09 December 2012

Straws, camels and all that

I think that I am beginning to understand how Her Majesty's Revenue and Customs is failing to catch the tax dodgers.  The Independent explains:

More than half a million families will be made to prove to tax inspectors how much they are spending on childcare or whether their children are in full-time education under new rules buried in the small print of George Osborne's Autumn Statement.
Some 80,000 households which claim child tax credits for pre-school children will have to send evidence to HM Revenue and Customs (HMRC) of the amount they are paying a nursery, child-minder or nanny over a 10-week period. A further 500,000 families with youngsters aged between 16 and 19 who are in full-time education and are therefore eligible for child tax credits will have to send proof, in the form of letters from schools or colleges, to HMRC, rather than "self-certify" as they do now.
The Chancellor estimates the new rules will recoup £315m in overpayments in tax credits in the year 2014-15, a further £185m in 2015-16 and £85m the following year.

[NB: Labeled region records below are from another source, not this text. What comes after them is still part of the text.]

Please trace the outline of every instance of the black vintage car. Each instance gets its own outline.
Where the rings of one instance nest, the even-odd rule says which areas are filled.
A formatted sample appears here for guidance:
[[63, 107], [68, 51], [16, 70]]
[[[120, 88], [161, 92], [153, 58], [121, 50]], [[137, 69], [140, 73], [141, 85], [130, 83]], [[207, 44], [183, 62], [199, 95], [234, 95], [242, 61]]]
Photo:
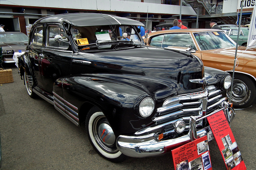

Fraud and error in the tax credits system last year cost the Treasury more than £2.2bn, and Treasury sources said there needed to be tougher measures to claw back taxpayers' money.
Yet there were warnings last night that the new rules would deter some parents – who are at the lower end of the income scale – from claiming tax credits because of the onerous and complex paperwork.
The new rules follow measures imposed on higher earners to provide paperwork to tax inspectors on child benefit. From next month, parents who earn more than £50,000 will lose most of their child benefit and must send payslips or bank statements to HMRC in order to claim back some of the money. Child benefit is being axed altogether from households where one earner is on a salary of more than £60,000.

And all this at a time when Slasher Osborne is hacking away at staff numbers in HMRC.  Little wonder that the department is dysfunctional, with more and more tasks loaded on the backs of fewer and fewer staff.